Surfing and Kayaking
Wave quality and access vary considerably along the coast. Several guided kayak and tour operators work out of Monterey and arrange trips into the marine areas south of Point Lobos. Stand-alone surfing in Big Sur requires local knowledge and appropriate caution; the breaks are powerful and the water cold year-round.
Road Safety
Highway 1 through Big Sur is narrow, with two lanes, no shoulders in many sections, and frequent pullouts that double as parking spots. RVs and trailers make passing difficult. Do not look at the view while driving. Stop at designated pullouts. Fog is common in the morning, particularly from May through July, and can reduce visibility substantially.
Practical Information
Best Time to Visit
April through early June offers wildflowers, relatively clear skies, and smaller crowds than summer. July and August bring fog in the morning (usually clearing by midday) and heavy traffic on weekends. October is often the warmest and clearest month.

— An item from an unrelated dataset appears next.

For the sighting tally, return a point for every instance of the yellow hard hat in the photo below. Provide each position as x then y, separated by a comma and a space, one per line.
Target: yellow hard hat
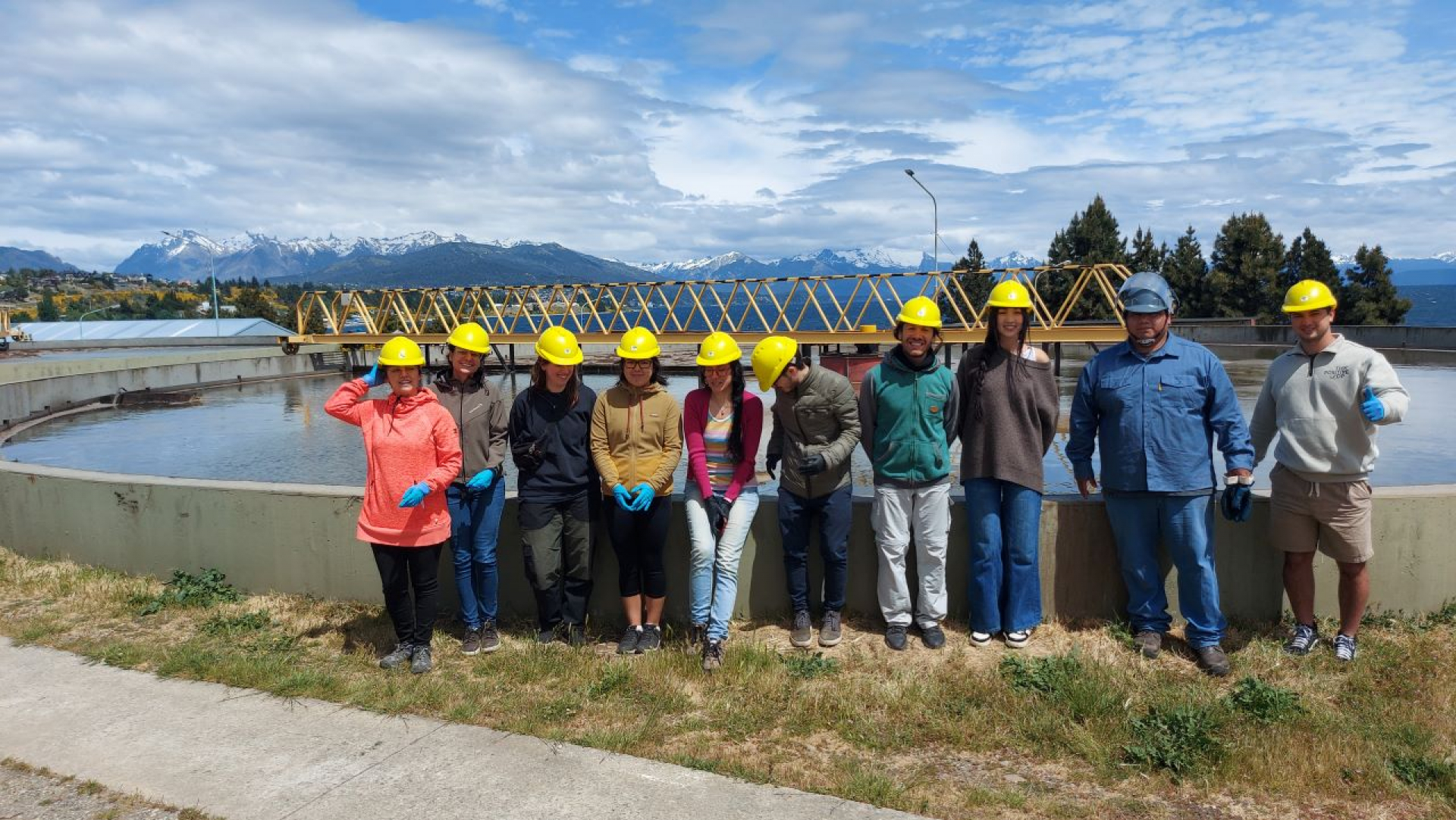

Winter visits after storms can produce dramatic surf and waterfalls running at full capacity, but road closures are most likely between November and March.
Getting There
Most visitors drive from Monterey to the north (about 25 miles to the northern boundary) or San Luis Obispo to the south (if the highway is open). Carmel is the closest town with full services, gas, and grocery options before entering the corridor. Gas is available at limited locations within Big Sur but at significant premium. Cell coverage is unreliable for much of the route.
Check the Caltrans QuickMap or the Big Sur Chamber of Commerce highway conditions page before departure. A closure that appears manageable on a map can mean a two-hour detour on mountain roads. The most reliable habit before any Big Sur trip is to treat road confirmation as the first item on the planning checklist.